In less than a week, SpaceX’s latest launch will send four astronauts into space to attempt the first private spacewalk.
The Polaris Dawn mission, the first of three missions bought and captained by billionaire Jared Isaacman, will be launching from Florida on August 26 with a crew of four: Isaacman, his colleague Scott Poteet, and two SpaceX employees: Anna Menon and Sarah Gillis.
The crew will orbit through a radiation belt and attempt to reach the highest Earth orbit, according to the Polaris Dawn website.
« We stand to learn quite a bit from [this mission] about human health, science and research, » Isaacman said in a pre-mission briefing on Monday.
« If we get to Mars one day, we’d love to come back healthy enough to tell people about it ».
This mission is also remarkable, according to Isaacman, because it is the first time that a private company will be doing a extravehicular activity (EVA), aka a spacewalk. They plan to do so at roughly 700 km above the Earth.

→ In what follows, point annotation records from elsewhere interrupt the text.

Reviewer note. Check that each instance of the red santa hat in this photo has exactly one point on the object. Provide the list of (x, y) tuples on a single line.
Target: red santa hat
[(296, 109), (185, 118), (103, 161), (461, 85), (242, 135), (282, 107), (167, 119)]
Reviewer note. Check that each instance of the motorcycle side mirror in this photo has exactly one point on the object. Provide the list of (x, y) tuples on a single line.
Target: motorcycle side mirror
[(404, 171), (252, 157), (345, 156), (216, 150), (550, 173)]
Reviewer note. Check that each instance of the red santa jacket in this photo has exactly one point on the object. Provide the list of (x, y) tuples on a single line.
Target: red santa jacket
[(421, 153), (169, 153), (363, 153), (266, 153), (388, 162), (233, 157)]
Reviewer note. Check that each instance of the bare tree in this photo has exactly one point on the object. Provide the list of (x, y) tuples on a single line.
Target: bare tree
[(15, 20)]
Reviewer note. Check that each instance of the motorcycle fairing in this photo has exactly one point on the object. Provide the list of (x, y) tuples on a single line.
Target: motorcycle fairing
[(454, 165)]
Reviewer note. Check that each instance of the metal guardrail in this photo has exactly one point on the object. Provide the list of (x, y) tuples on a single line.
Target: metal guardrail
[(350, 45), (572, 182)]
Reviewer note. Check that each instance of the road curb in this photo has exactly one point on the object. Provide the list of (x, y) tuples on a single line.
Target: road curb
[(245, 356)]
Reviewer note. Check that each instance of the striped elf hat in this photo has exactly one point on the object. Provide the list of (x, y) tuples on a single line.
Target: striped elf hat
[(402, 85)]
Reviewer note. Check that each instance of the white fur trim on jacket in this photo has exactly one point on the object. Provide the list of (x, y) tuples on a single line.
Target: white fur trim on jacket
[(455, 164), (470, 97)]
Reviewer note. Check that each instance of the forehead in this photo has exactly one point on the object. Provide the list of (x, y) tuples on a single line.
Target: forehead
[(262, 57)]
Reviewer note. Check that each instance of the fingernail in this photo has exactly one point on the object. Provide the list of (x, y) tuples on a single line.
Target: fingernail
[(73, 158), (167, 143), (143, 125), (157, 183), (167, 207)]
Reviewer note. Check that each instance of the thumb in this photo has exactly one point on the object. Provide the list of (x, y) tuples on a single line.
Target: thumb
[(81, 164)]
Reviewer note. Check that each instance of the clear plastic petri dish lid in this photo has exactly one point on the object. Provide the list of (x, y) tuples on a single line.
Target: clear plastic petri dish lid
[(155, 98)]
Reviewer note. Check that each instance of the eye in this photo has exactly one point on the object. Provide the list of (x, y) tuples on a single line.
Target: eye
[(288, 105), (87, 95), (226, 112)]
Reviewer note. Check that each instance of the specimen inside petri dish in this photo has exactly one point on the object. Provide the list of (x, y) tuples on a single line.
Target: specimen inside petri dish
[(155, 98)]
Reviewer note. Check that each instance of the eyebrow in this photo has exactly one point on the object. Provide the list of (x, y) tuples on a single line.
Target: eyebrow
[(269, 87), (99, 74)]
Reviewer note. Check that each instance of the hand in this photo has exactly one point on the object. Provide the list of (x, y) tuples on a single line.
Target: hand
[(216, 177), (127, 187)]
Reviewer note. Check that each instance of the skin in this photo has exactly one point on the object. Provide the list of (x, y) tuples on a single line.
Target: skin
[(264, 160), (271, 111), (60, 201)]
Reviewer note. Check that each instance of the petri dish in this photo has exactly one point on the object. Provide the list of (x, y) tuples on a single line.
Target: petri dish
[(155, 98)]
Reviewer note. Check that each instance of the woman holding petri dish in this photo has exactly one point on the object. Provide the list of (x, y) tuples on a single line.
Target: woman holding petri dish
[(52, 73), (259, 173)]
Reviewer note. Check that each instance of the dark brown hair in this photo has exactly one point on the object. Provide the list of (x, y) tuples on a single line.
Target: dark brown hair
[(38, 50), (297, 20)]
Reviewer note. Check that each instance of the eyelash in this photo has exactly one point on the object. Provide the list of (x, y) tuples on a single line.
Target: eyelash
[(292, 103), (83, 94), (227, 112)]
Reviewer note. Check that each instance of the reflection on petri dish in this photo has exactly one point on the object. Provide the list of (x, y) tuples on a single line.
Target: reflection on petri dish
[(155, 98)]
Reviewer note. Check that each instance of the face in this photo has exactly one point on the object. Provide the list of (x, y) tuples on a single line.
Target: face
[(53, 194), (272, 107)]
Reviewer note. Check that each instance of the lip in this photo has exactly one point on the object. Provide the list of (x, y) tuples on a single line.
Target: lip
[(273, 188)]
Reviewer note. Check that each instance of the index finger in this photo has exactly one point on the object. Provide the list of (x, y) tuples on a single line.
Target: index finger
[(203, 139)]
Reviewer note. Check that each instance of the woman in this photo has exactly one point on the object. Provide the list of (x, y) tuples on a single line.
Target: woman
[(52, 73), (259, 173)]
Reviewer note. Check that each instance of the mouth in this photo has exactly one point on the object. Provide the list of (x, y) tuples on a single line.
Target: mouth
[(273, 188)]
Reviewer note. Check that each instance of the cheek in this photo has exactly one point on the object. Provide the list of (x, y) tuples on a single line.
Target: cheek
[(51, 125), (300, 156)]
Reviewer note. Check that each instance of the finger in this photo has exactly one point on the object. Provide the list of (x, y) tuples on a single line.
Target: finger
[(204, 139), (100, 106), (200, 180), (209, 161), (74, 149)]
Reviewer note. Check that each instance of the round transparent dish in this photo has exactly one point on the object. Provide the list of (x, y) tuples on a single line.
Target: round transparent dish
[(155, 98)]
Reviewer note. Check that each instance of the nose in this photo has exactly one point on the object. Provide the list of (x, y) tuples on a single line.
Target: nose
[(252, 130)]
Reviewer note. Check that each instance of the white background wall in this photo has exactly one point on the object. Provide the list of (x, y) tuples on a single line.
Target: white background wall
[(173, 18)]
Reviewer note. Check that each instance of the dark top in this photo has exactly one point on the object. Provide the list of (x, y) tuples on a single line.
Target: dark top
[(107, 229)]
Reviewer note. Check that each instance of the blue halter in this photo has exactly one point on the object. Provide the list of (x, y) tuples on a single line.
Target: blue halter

What is the plan for the mission?
Astronauts will have five days to fit everything into their mission, but most of the focus will be on the spacewalk.
The crew has several times where a potential launch could take place around August 26 and they will pick which time is best to minimise the risk of micrometeorite orbital debris caused by previous missions, according to Isaacman.
On the first day once the crew is in orbit, they will test the Dragon capsule to make sure there are no major faults before they reach 1,400 km orbit.
On that first day, the crew will also pass through the South Atlantic Anomaly, a high radiation zone of the Earth’s magnetic field.
Research done here will look to understand « the effects of spaceflight and space radiation on human health, » according to a statement from the Polarisprogramme.
By day two, the crew will be working on the 40 scientific experiments Polaris Dawn wants to accomplish, Gillis said.
This includes the launch of several SpaceX satellites that can communicate with each other instead of relying on ground infrastructure to send signals.
To do this spacewalk, SpaceX developed a whole new suit called the EVA that has cameras and heads-up displays that show astronauts information about the status of their suits outside their vehicle.
The suits also have what the company calls « improved thermal management » and a helmet that acts like a sun visor.
The third day is the spacewalk where the astronauts will again test the support systems and the suits before the hatch opens and two of the four crew members will complete the walk.
The Crew Dragon vehicle used for the walk has new handholds and a nitrogen repress system that will repressurise the spacecraft once the astronauts are back on the ship.
Isaacman said it will look like the astronauts are « doing a little dance » during their spacewalk, but that it will actually be a way of testing how the suit moves when pressurised with oxygen at such a high altitude.
The walk is supposed to last about two hours and will be live-streamed from Polaris Dawn.
The last two days of the mission will continue with the scientific research that the team is hoping to complete, Gillis added.
Making life ‘multiplanetary’
Isaacman said one of the goals of this mission is to bring back scientific data that will work towards SpaceX’s ultimate goal: to make life « multiplanetary ».
Elon Musk, SpaceX’s CEO, said as far back as 2008 that multiplanetary life fits on the scale of the world’s major evolutionary stages, like life moving from the oceans to land.
« Going to another planet, you have to go over billions of miles of hostile space… and try to create an ecology on a planet that is nothing like the planet that we live on today, » Musk said in a video reshared to his X account in May.
The Polaris Dawn mission will help gather data about the suits that could be needed for “building a base on the Moon and a city of Mars,” according to a May statement on the suit launch from the Polaris programme.